The fourth step to take after developing a realistic understanding of China’s strengths and weaknesses is to work out a comprehensive long-term strategy to manage the competition with China. This will not be easy. Some past options are not available. Containment, for example, will not be possible. More countries trade more with China than with America. Indeed, much more. Nor can America assume military superiority, especially close to China’s shores. All the Pentagon war games show that American aircraft carriers and battleships are vulnerable to Chinese hypersonic missiles. Fortunately, the Mutually Assured Destruction (MAD) doctrine will prevent all-out war between America and China.

 

The Biden administration has been wise in reaching out to allies and friends in formulating a new China policy. Many allies and friends, including Japan, India, the UK and Australia, share American strategic concerns about the rise of Chinese power. They are worried. This is real. Yet none will join a containment policy. This is not just for economic reasons. All countries around China are asking a question that is unmentionable in American strategic circles: which economy will be bigger in a decade or two: America’s or China’s? Most realistic analysts expect the American economy to become number two within a decade or two. Surely, the strategic calculations of the whole world, including of America, will change when America’s economy goes from being No. 1 in the world to becoming No. 2. Any serious strategic planner in America must consider this possibility. But only few brave souls dare discuss this publicly in America. It is politically taboo for any American politician to talk of this almost inevitable outcome: America could become No.2 in the world. This is another key reason why the Biden administration needs to carry out a massive strategic recalculation before proceeding full steam ahead with Trump’s policies.

The fifth and final step that the Biden administration needs to take may look simple: Stop insulting China (in the way Vice President Mike Pence and Secretary of State Mike Pompeo used to do).
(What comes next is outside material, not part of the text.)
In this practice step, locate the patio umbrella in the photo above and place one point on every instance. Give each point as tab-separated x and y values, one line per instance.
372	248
Given the American propensity to pass judgment on other countries, this may be difficult. But the Biden administration should consider not insulting China for two reasons. First, even today, America is the only country that insults China. No other government in the world does so. In such a context, it is not China that will look isolated. America will. Second, the public insults of China feed an unconscious strain in the Western body politic that could seriously complicate Sino-American relations: the fear of the “yellow peril.” This fear has surfaced from time to time, contributing to the rise of anti-Asian violence in America.

At the end of the day, what most of humanity would like to see is a rational understanding and a rational discourse between the world’s two leading powers, America and China. Insults never help. One of the best definitions of a good diplomat is that he or she is someone who can tell you to go to hell in such a way that you feel you are going to enjoy the journey. Diplomacy has been around for several thousand years. It’s the best weapon the Biden administration can use to build a new relationship with China, with the right balance of competition and co-operation.